4. Pour retirer sa décision du 23 novembre 2017 portant exercice du droit de préemption de la commune, le maire de Treillières s'est fondé sur les motifs tirés, d'une part, de ce que cette décision était illégale dès lors qu'elle n'était pas suffisamment motivée et que la commune n'était, à la date de cette décision, pas en mesure de justifier de la réalité d'un projet d'aménagement conforme à l'article L. 300-1 du code de l'urbanisme et, d'autre part, de ce que les informations partielles apportées par la société Terrena dans la déclaration d'intention d'aliéner et le procédé conduisant à ne faire part de l'existence d'un bail commercial que postérieurement à la décision de préemption avaient été de nature à fausser l'appréciation de la commune sur les droits de l'occupant et, par suite, sur la nature même du bien préempté.

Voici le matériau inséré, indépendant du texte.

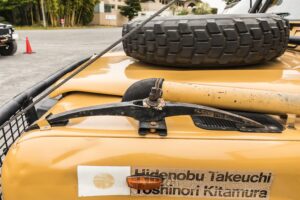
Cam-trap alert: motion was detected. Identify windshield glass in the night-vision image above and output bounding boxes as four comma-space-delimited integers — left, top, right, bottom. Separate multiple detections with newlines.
223, 0, 300, 20
267, 0, 300, 20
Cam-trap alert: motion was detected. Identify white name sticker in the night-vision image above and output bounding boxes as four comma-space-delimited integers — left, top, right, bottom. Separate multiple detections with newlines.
77, 166, 274, 200
131, 167, 274, 200
77, 166, 130, 197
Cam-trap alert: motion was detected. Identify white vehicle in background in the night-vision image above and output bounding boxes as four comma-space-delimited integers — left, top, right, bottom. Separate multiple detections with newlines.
0, 23, 18, 56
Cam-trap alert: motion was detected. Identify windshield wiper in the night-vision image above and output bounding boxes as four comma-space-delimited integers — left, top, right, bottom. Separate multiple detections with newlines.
40, 100, 274, 136
34, 79, 282, 136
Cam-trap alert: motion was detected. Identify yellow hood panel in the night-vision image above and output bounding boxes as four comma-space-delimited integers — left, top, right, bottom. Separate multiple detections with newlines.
51, 51, 300, 97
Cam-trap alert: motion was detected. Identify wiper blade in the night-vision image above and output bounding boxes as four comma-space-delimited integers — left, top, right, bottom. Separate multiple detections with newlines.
38, 100, 274, 136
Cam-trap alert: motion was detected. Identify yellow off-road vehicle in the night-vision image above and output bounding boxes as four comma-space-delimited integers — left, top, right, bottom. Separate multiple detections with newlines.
0, 0, 300, 200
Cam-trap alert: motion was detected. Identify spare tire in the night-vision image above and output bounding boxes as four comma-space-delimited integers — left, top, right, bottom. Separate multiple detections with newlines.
123, 14, 289, 67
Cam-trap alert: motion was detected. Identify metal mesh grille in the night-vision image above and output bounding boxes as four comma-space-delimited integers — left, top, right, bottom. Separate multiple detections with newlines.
0, 111, 28, 200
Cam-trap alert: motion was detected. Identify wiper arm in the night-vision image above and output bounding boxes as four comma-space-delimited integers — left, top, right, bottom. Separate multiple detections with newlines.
42, 100, 267, 136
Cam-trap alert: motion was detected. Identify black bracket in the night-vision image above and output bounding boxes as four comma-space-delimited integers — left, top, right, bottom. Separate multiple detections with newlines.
46, 99, 264, 136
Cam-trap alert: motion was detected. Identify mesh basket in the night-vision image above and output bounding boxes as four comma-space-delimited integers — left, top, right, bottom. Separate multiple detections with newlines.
0, 113, 29, 200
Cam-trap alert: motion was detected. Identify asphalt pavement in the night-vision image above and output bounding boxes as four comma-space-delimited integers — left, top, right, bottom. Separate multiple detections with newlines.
0, 28, 121, 105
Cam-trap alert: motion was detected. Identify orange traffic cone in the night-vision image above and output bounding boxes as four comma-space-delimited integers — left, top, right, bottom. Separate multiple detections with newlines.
25, 37, 33, 54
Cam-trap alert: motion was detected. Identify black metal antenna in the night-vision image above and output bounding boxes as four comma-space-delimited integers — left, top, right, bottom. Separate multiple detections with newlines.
0, 0, 178, 130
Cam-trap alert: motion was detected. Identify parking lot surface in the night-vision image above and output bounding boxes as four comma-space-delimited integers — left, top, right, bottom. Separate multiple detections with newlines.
0, 28, 121, 105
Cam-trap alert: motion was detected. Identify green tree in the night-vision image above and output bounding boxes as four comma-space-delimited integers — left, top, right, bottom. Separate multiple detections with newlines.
120, 0, 142, 21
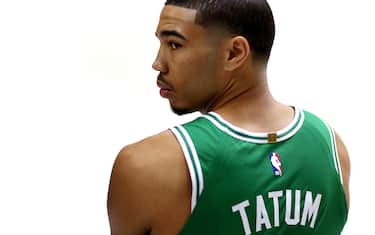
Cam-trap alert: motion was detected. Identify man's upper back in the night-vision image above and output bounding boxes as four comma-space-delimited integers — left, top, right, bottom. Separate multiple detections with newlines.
172, 109, 347, 235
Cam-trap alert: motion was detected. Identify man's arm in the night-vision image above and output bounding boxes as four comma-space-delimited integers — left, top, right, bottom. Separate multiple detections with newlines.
107, 131, 191, 235
107, 142, 150, 235
335, 132, 350, 208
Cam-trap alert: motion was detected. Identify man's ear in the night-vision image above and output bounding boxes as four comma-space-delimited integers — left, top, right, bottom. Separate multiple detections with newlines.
224, 36, 250, 71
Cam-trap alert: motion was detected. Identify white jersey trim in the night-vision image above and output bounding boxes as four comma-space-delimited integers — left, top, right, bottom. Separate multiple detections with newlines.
170, 126, 204, 212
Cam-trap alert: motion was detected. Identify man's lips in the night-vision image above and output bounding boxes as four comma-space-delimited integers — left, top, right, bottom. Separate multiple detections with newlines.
156, 80, 171, 98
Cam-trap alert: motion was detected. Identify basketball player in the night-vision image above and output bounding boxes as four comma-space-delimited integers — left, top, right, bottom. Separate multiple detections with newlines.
108, 0, 350, 235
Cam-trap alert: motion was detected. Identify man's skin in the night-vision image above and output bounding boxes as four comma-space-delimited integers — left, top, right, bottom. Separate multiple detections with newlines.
108, 5, 350, 235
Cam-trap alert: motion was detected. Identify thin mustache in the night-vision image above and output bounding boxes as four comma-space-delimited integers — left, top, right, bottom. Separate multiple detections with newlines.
158, 73, 172, 87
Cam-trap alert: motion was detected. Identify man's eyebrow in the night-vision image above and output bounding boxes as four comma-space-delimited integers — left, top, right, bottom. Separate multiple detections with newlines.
155, 30, 187, 41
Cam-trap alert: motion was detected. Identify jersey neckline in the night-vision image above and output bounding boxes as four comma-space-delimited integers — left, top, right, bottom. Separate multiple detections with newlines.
203, 107, 304, 144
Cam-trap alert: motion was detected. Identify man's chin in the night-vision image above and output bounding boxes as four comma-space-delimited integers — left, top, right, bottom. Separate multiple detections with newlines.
171, 106, 196, 116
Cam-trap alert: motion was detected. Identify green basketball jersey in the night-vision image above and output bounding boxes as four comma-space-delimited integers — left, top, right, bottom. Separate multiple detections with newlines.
171, 108, 348, 235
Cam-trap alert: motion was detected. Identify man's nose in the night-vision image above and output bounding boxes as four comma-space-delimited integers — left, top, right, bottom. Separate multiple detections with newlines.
152, 50, 168, 73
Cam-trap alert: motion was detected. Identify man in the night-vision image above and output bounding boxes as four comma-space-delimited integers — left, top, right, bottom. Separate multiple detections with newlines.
108, 0, 350, 235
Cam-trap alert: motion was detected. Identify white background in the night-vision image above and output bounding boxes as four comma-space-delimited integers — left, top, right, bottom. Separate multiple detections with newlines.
0, 0, 375, 235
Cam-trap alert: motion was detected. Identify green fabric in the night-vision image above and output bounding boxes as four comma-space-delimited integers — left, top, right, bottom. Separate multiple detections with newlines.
175, 109, 347, 235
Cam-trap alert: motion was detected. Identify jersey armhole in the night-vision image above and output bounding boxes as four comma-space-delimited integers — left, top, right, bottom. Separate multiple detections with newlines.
170, 126, 204, 212
324, 122, 344, 186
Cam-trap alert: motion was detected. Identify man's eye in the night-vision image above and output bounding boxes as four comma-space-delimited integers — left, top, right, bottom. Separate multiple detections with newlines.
168, 42, 181, 50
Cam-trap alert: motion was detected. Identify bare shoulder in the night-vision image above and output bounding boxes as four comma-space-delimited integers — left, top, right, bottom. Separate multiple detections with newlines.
335, 132, 350, 208
107, 131, 189, 235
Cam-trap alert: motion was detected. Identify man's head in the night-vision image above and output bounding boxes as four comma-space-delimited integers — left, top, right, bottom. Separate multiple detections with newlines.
153, 0, 274, 114
165, 0, 275, 63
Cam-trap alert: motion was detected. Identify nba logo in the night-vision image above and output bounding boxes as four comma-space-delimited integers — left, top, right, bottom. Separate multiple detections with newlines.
269, 152, 283, 176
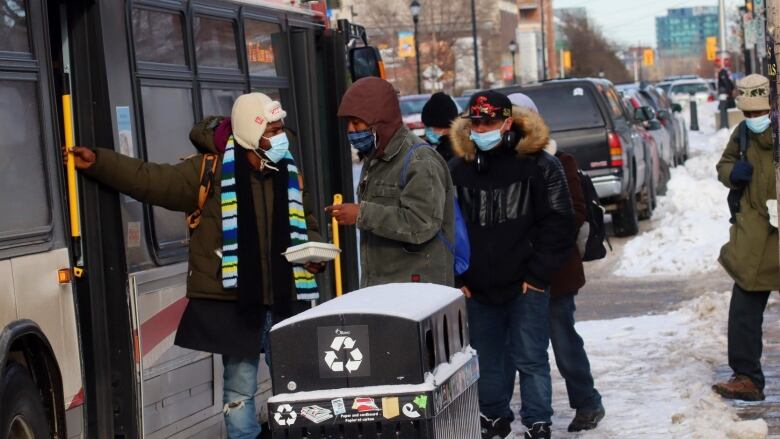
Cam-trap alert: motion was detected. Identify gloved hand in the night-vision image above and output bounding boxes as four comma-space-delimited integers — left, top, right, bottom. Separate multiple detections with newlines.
729, 160, 753, 186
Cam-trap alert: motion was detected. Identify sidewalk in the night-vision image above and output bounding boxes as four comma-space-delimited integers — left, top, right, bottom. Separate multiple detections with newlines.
715, 295, 780, 439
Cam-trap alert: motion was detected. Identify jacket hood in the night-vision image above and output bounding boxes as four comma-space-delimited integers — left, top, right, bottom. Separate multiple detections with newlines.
190, 116, 225, 154
338, 77, 403, 150
450, 106, 550, 162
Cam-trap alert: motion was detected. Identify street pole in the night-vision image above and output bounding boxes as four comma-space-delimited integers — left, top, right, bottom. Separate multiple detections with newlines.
471, 0, 481, 89
414, 15, 422, 94
544, 0, 548, 81
758, 0, 780, 266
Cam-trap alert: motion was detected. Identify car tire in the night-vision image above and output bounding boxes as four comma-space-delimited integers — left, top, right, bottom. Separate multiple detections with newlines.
0, 363, 51, 439
612, 170, 639, 237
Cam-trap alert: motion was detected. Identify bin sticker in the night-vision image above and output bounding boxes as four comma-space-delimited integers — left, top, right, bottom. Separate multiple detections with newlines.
301, 405, 333, 424
317, 325, 371, 378
330, 398, 347, 416
382, 396, 400, 419
274, 404, 298, 426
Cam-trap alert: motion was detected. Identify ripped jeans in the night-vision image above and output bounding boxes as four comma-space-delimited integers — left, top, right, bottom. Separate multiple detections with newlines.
222, 312, 273, 439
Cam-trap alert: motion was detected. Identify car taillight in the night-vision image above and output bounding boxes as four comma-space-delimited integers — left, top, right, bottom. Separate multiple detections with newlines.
607, 132, 623, 167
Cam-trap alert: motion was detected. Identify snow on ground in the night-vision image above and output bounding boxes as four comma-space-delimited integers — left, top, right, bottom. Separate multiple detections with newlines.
514, 292, 768, 439
615, 106, 729, 277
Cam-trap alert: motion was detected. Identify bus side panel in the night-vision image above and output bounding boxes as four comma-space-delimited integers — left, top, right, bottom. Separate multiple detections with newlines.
11, 248, 83, 408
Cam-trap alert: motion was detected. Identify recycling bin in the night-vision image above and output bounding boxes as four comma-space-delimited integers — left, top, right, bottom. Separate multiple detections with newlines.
268, 283, 480, 439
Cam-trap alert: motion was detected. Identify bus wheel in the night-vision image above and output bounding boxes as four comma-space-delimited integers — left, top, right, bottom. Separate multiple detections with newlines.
0, 363, 51, 439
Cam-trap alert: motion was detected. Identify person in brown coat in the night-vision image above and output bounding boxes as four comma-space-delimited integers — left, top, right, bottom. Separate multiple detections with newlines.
509, 93, 605, 432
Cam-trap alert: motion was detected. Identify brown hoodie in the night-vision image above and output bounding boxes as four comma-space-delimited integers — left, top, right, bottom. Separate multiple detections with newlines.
338, 77, 403, 151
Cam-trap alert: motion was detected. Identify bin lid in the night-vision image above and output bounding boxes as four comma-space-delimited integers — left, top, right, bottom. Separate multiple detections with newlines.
273, 283, 463, 329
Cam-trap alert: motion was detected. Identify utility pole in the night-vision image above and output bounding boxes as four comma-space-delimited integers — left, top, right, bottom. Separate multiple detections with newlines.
758, 0, 780, 262
471, 0, 481, 89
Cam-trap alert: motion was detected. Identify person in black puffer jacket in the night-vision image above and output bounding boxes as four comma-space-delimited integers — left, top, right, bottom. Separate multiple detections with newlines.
450, 91, 576, 438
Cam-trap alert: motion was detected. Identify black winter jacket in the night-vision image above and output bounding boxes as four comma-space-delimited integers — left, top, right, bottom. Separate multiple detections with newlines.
450, 108, 576, 304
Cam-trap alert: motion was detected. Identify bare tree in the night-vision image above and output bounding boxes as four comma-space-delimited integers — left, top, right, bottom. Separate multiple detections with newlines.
562, 14, 631, 83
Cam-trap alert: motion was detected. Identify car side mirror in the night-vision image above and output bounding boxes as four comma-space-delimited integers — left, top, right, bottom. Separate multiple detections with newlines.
349, 46, 385, 82
634, 108, 647, 122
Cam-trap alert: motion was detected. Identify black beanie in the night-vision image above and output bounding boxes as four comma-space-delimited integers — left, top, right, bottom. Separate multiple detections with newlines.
421, 92, 458, 128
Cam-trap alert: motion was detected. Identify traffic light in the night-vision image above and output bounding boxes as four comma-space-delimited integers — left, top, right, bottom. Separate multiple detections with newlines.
642, 49, 655, 67
707, 37, 718, 61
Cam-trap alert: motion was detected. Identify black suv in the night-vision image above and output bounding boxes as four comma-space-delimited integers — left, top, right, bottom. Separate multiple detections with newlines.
498, 79, 653, 236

5. En premier lieu, la décision du 23 novembre 2017, qui vise la délibération du conseil municipal de Treillières du 16 septembre 2013 approuvant le plan de référence du pôle structurant Treillières-Grandchamp, indique que le terrain objet de l'aliénation " fait partie intégrante " de ce plan de référence " comme un secteur clé de développement du pôle structurant " et que ce terrain " se situe à proximité immédiate de la future zone d'aménagement concertée (ZAC) de la Belle étoile ". Elle ajoute que la communauté de communes d'Erdre et Gesvres, en collaboration avec les communes de Grandchamp-des-Fontaines et de Treillières, " a engagé des études de programmation pour assurer le développement du lieudit "la Belle étoile" " et que l'acquisition de l'immeuble objet de la déclaration d'intention d'aliéner " permettra l'aménagement d'un nouveau secteur mixte afin de développer le pôle structurant de Treillières-Grandchamp ". Cette décision comporte en annexe la délibération précitée du conseil municipal de Treillières du 16 septembre 2013 et le plan de référence du pôle structurant Treillières-Grandchamp, dont il ressort que le terrain objet de la déclaration d'intention d'aliéner a vocation à accueillir un " bâtiment mixte avec niveaux de parkings " comportant 60 places par niveau. Cette motivation permettait ainsi de connaître la nature du projet que la préemption avait pour but de mettre en œuvre.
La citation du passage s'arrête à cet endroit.